Stress Contributes to Increased Consumption of High Fat, High Calorie Foods, Says Award-Winning Penn Research
PHILADELPHIA -– Two veterinary researchers from the University of Pennsylvania have been awarded the 2008 Ziskind-Somerfeld Research Award given for the top science paper of the year.
The paper, “Decreases in Dietary Preference Produce Increased Emotionality and Risk for Dietary Relapse,” demonstrated that stress contributes to increased consumption of food high in fat and carbohydrates and could possibly increase the risk of obesity. The study, appearing originally in the Journal of Biological Psychiatry, compared the physiologic, behavioral, biochemical and molecular changes that occur after chronic exposure — and then withdrawal — from diets high in either fat or carbohydrates and examined how these alterations may contribute to continued patterns of unhealthy eating.
The research team used mice genetically engineered to be more sensitive to stress and provided them with high fat and high carbohydrate meals for an hour per day, allowing them to eat as much as they wanted. After four days, researchers began exposing the mice to chronic and variable stressors, mild and unpredictable in nature, like the stresses encountered by humans in everyday life.
Researchers Sarah L. Teegarden and Tracy L. Bale of Penn’s School of Veterinary Medicine then observed the behavioral, physiological and biochemical changes that occurred, revealing significant changes in arousal, anxiety-like behaviors and chemical and molecular responses to stress, including the expression of reward-related signaling molecules in response to withdrawal from the highly preferred high-fat diet. It is these biochemical changes that are believed to contribute to the drive for dietary relapse.

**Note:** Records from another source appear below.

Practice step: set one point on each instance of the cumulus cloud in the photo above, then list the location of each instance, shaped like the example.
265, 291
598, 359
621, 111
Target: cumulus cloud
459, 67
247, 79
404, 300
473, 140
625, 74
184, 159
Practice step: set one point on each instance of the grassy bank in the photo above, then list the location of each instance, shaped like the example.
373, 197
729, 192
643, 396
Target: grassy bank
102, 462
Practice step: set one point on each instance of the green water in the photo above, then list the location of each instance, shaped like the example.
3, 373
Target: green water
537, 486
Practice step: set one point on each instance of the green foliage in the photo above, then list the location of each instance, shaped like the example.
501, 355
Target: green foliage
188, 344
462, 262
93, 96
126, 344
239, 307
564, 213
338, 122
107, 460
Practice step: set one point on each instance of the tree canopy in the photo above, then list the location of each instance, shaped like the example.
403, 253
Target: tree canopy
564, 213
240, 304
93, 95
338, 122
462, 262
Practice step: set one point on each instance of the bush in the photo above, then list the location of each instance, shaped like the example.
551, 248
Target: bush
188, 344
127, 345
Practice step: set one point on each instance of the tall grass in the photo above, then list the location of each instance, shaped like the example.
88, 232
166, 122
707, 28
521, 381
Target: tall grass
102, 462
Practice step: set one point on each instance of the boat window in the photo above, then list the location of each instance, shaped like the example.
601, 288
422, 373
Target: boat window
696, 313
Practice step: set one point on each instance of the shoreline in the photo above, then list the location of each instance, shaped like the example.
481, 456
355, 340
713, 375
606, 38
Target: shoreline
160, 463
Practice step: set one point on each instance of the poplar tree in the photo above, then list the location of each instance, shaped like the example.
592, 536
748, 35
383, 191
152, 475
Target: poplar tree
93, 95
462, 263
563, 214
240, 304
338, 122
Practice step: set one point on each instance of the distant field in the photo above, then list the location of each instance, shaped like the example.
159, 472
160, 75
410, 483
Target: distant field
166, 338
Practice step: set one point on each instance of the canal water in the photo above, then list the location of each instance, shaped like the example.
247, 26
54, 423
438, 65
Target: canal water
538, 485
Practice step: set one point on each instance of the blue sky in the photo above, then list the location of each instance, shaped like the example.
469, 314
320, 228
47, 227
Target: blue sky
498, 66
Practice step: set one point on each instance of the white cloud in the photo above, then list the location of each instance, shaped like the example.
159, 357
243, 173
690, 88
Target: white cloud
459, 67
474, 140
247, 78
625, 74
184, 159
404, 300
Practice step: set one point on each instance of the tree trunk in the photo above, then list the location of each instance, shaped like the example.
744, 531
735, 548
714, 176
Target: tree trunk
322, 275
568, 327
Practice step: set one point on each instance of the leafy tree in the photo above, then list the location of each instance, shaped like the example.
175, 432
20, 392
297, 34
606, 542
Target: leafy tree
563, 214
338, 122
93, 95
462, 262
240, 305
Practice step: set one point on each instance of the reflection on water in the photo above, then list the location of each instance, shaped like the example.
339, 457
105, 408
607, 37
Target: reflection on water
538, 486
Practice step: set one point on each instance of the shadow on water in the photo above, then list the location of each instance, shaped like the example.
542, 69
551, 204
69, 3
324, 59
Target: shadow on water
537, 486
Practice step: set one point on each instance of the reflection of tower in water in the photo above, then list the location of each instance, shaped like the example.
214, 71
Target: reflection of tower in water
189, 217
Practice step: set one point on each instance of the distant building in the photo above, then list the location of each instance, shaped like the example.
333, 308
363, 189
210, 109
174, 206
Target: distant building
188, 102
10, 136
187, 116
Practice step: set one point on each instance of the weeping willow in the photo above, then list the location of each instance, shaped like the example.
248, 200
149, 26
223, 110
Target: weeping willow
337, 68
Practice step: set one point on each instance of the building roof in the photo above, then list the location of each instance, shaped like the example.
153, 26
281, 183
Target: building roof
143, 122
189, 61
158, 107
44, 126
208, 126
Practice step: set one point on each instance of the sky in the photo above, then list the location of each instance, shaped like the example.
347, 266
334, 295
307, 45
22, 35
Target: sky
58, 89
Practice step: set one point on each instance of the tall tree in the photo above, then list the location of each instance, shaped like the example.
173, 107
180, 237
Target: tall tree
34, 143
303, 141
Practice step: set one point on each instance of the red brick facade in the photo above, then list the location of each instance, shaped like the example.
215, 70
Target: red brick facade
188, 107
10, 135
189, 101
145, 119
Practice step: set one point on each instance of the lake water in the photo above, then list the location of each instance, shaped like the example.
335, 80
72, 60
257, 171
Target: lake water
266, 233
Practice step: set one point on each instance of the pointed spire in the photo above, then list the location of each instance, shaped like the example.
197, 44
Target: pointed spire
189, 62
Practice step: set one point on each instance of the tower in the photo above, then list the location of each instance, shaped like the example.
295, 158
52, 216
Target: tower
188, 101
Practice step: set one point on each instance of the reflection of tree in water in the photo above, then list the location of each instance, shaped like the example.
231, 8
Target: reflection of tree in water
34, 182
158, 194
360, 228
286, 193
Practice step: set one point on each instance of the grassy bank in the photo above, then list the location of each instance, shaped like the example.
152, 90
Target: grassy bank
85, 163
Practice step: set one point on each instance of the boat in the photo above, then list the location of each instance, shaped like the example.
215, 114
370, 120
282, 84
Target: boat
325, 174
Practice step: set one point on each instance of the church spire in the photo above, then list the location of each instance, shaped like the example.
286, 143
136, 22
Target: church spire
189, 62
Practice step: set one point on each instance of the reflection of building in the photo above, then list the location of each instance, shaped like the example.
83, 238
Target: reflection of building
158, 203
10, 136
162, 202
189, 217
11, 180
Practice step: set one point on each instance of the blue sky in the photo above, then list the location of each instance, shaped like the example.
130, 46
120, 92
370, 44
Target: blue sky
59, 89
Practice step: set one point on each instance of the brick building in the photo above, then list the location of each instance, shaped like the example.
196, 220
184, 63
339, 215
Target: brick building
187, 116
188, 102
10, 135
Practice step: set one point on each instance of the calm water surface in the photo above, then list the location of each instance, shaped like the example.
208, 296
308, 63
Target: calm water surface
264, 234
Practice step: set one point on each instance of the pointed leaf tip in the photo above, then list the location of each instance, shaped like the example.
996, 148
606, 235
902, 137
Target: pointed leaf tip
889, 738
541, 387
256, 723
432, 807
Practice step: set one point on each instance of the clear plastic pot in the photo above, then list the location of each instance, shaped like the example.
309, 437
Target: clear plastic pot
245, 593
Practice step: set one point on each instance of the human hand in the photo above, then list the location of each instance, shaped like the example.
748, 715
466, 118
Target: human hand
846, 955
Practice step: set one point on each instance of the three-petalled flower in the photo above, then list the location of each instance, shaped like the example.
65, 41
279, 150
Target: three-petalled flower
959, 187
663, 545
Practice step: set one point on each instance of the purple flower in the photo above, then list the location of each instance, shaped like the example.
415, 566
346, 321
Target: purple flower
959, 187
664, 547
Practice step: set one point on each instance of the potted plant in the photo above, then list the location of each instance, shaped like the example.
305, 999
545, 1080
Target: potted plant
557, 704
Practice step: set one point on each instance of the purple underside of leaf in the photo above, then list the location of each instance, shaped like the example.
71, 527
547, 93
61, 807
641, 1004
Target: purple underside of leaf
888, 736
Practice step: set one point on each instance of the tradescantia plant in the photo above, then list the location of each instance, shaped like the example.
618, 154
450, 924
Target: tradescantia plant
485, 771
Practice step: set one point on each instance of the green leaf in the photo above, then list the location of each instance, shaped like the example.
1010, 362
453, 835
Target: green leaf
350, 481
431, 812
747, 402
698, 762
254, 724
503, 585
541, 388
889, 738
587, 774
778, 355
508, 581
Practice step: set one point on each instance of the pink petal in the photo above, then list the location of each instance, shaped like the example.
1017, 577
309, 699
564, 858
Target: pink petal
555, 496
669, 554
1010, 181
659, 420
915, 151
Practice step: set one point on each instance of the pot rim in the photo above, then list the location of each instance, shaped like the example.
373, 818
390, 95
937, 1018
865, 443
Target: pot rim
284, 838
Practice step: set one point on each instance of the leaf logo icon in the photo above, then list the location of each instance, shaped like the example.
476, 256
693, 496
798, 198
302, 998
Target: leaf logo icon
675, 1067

“Because stress appears to contribute to the desire and consumption of high-calorie foods, then an important step toward improved public health is finding and treating those people who are most susceptible to stress-induced eating,” said Tracy Bale, assistant professor of neuroscience in Penn Vet, said.
The team checked the mice for signs of stress by observing their behavior — often how anxious or vigilant they appeared — as well as the presence of stress hormones and molecular markers. The findings supported existing evidence that linked stress with overeating and weight gain and showed that individual differences in the response to stress may be an important factor in stress-induced overeating.

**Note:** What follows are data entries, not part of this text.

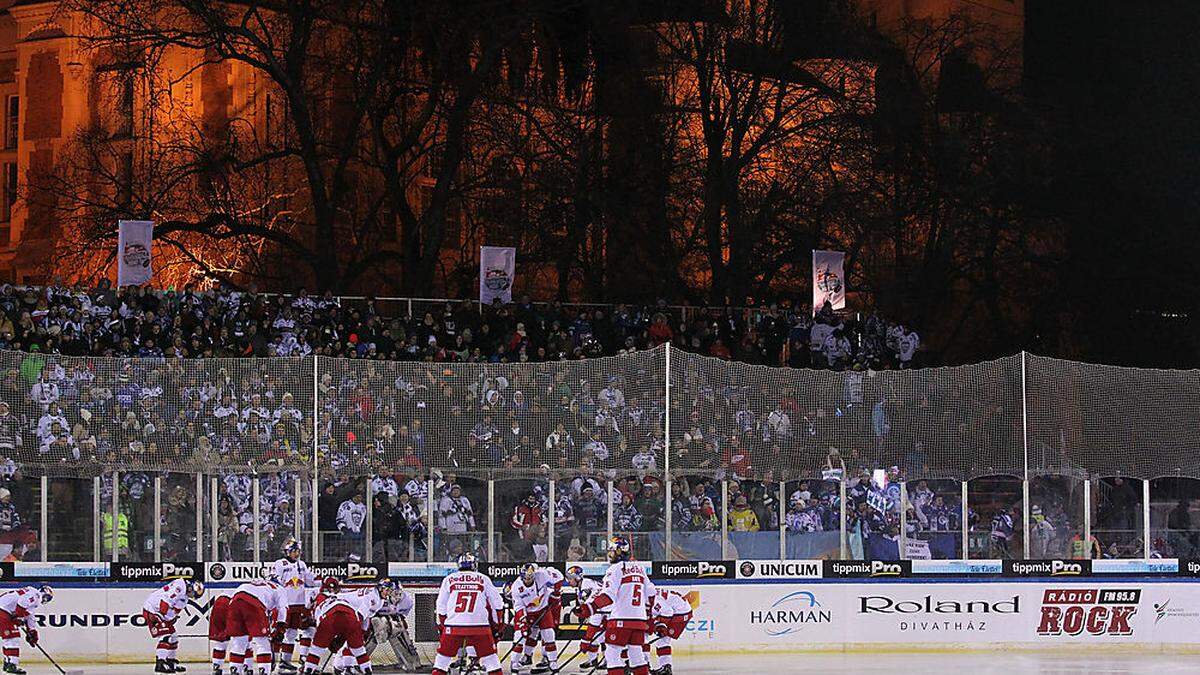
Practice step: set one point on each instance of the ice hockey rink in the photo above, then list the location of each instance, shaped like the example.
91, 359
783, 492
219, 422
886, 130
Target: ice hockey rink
886, 662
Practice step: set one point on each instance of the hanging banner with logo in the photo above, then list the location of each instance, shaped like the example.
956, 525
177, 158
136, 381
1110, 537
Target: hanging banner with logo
133, 246
828, 280
497, 270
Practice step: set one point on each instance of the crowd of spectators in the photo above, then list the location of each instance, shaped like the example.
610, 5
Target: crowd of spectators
393, 408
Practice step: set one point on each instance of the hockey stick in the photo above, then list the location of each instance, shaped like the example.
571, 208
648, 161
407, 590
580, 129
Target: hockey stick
48, 657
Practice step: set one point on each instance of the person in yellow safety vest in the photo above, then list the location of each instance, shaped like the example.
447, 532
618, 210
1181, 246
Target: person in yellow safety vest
1078, 549
742, 518
106, 533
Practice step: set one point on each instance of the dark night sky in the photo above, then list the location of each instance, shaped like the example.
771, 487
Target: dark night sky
1121, 84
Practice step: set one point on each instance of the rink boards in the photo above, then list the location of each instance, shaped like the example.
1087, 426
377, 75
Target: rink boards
738, 605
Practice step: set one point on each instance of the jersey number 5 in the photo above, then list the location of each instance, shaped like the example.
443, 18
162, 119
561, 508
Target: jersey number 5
466, 603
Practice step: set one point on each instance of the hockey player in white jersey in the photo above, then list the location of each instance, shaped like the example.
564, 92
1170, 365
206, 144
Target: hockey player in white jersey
18, 610
256, 610
671, 614
627, 593
468, 616
593, 637
161, 610
293, 574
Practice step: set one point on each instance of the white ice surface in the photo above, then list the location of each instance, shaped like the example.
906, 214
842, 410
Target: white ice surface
999, 663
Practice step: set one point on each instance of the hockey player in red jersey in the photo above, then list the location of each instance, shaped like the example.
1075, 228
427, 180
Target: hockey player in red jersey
671, 614
255, 611
468, 616
161, 610
343, 619
219, 637
585, 590
625, 593
18, 610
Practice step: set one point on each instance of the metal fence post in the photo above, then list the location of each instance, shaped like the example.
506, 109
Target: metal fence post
725, 520
1145, 519
117, 515
783, 520
369, 526
45, 525
844, 554
258, 518
199, 518
95, 519
157, 518
491, 518
215, 519
551, 515
430, 520
965, 513
1025, 518
1087, 517
609, 499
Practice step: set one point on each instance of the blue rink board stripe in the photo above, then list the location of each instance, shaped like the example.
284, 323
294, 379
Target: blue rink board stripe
1092, 580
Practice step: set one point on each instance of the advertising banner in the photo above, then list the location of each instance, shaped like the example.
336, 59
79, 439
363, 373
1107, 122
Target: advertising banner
135, 239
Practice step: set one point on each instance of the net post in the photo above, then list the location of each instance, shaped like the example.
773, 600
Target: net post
369, 526
117, 514
258, 515
1087, 517
551, 515
841, 527
491, 518
666, 418
297, 512
157, 518
783, 520
725, 519
45, 525
95, 519
964, 515
669, 508
199, 518
609, 499
1145, 518
429, 519
214, 519
316, 458
1025, 515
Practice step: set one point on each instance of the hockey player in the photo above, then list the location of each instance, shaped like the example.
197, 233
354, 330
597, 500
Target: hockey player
255, 610
161, 610
18, 609
345, 617
627, 593
537, 597
294, 575
468, 615
585, 590
219, 637
671, 614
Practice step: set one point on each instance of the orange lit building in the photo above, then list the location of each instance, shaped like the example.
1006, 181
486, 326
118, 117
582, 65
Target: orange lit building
52, 89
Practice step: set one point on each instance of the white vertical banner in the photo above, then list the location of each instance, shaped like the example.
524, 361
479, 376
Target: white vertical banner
497, 270
828, 280
133, 246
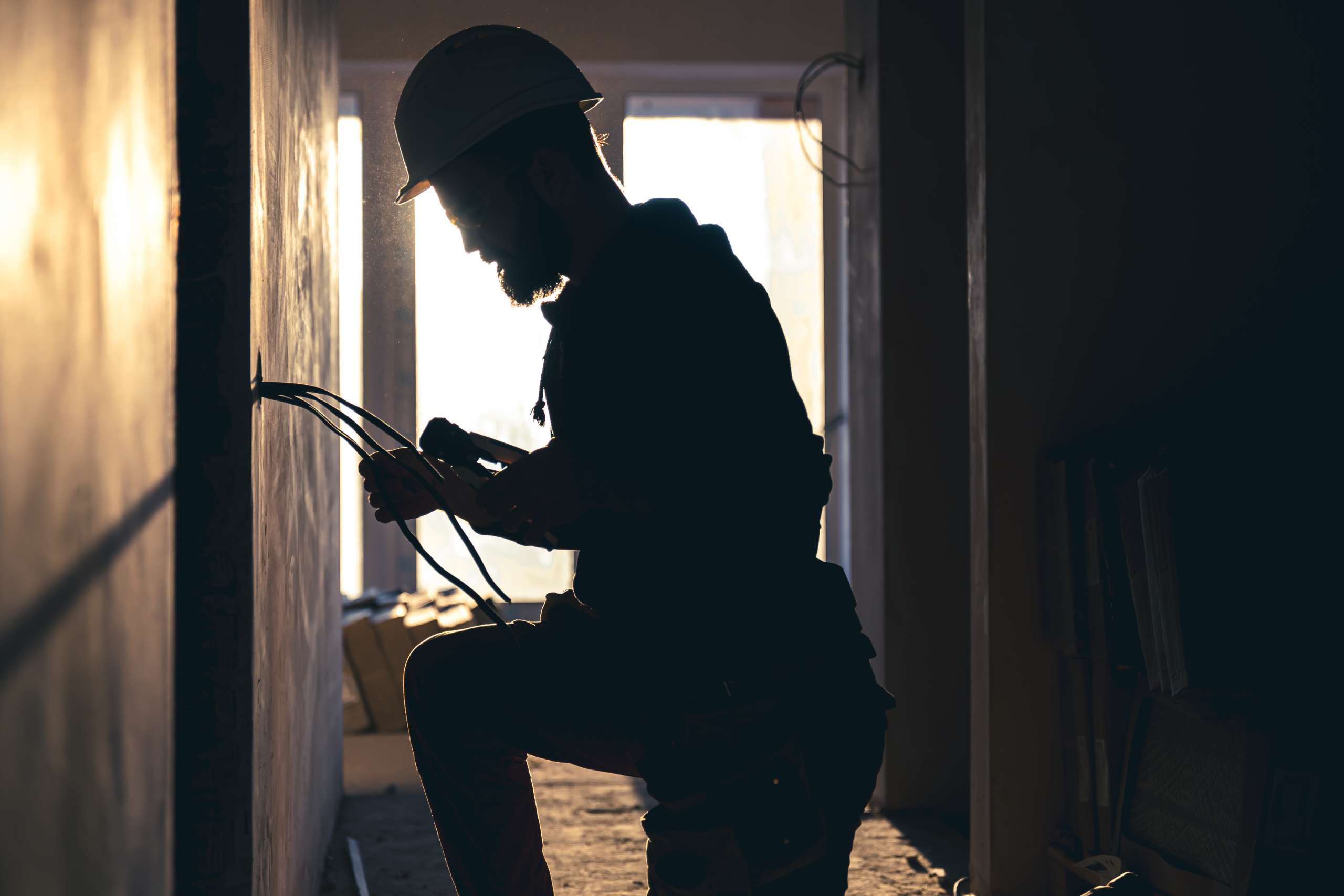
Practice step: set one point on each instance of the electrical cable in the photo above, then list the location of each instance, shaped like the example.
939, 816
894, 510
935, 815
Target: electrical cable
392, 505
401, 522
815, 70
286, 394
275, 388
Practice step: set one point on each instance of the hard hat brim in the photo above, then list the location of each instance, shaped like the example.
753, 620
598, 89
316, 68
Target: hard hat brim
418, 182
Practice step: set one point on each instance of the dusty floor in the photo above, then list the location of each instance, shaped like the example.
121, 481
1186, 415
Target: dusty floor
594, 844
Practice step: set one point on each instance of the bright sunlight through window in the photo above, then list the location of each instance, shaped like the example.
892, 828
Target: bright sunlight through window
747, 174
350, 226
478, 363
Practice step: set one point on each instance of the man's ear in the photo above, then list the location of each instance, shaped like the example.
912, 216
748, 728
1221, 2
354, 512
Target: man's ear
553, 176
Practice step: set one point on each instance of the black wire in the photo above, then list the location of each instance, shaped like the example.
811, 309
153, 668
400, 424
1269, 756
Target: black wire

“Our study now adds to a growing body of literature, suggesting not only that there are differences in dietary preferences during stress but that stress produced from dietary withdrawal does indeed drive behaviors to seek out and to consume more calories in the form of palatable foods,” said Teegarden, a Penn Vet doctoral candidate, said.

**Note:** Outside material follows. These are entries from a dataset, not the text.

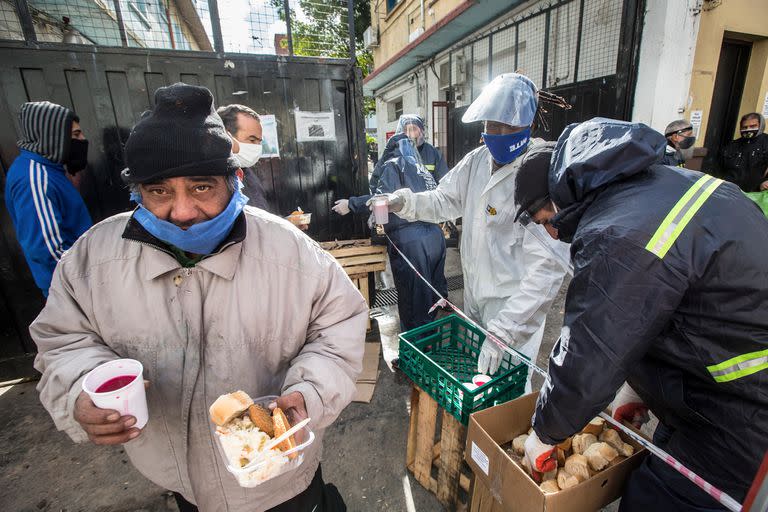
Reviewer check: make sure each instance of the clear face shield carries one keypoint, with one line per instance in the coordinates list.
(413, 127)
(556, 249)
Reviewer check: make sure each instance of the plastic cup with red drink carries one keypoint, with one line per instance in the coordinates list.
(119, 385)
(381, 209)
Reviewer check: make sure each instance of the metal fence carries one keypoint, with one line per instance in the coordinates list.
(312, 28)
(555, 44)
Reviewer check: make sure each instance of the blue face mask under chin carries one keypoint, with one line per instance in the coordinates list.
(505, 148)
(201, 238)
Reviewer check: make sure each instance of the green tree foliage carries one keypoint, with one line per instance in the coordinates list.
(322, 31)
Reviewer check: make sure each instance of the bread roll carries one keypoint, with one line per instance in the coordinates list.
(578, 466)
(566, 445)
(518, 444)
(611, 437)
(262, 419)
(581, 442)
(617, 460)
(565, 480)
(599, 455)
(281, 426)
(229, 406)
(626, 450)
(594, 427)
(526, 465)
(549, 486)
(560, 457)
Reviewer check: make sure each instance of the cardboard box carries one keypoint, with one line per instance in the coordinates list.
(509, 484)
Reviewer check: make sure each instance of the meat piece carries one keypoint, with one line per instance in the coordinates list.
(549, 486)
(560, 457)
(599, 455)
(262, 418)
(613, 438)
(594, 427)
(578, 466)
(518, 444)
(565, 480)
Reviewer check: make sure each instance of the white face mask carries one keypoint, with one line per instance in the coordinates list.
(248, 155)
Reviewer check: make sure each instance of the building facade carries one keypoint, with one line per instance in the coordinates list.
(651, 61)
(433, 58)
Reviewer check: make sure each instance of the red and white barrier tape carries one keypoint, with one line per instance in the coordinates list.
(717, 494)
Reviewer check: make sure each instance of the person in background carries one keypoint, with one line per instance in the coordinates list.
(421, 242)
(668, 295)
(744, 161)
(413, 127)
(244, 126)
(510, 280)
(680, 140)
(211, 296)
(46, 209)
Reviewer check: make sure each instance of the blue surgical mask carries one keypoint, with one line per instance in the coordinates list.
(201, 238)
(505, 148)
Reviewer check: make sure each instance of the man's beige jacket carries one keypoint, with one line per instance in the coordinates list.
(271, 314)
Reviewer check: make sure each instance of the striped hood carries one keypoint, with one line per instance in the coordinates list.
(46, 129)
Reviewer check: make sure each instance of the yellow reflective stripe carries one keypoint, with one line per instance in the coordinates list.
(739, 366)
(681, 214)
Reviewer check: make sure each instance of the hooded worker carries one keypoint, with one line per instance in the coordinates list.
(46, 209)
(669, 294)
(510, 280)
(421, 242)
(211, 296)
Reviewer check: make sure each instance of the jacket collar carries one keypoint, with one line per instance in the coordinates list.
(222, 261)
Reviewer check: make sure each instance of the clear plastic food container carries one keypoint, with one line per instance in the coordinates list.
(300, 219)
(267, 466)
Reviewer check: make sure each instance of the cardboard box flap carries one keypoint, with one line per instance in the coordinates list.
(509, 483)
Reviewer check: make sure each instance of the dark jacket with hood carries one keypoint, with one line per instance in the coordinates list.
(47, 211)
(744, 161)
(669, 294)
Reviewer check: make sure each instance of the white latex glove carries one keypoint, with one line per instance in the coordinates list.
(490, 358)
(542, 457)
(396, 203)
(341, 206)
(628, 406)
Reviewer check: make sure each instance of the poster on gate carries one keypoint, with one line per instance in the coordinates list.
(270, 147)
(313, 126)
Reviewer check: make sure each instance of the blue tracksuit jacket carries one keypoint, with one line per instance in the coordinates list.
(47, 211)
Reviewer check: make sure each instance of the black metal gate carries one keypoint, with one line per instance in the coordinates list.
(110, 87)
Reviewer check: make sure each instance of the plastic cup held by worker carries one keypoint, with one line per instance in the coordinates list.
(381, 209)
(119, 385)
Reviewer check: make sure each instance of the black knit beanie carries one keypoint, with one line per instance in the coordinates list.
(181, 136)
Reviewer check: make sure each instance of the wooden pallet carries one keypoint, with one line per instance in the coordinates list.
(358, 258)
(447, 454)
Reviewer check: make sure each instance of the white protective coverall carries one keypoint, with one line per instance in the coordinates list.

According to the American Obesity Association, more than 127 million American adults are overweight or obese, and the success rate for treating this behavior without drugs is only 5 percent. Despite the known consequences of obesity, behavioral noncompliance remains high, supporting the powerful rewarding properties of such foods.
“Evolutionary forces, it seems, are not very concerned with our weight, only our survival,” Bale said. “Evolution is not concerned with being overweight but with famine. Our bodies are wired to respond to highly caloric foods. Even at the molecular level, there are parts of the brain that respond to high-fat foods.”
On the basis of these studies, the team surmised that obesity may be a disease with some addiction-like properties. As such, consumption of preferred diets would lead to activation of brain reward pathways and a reduction in stress state. Therefore, dietary restriction, modeled here as a reduction in dietary preference, may produce increases in emotionality and stress state.
The study was supported by the University of Pennsylvania Diabetes Center, University of Pennsylvania Center for Molecular Studies in Digestive and Liver Disease and University Research Foundation.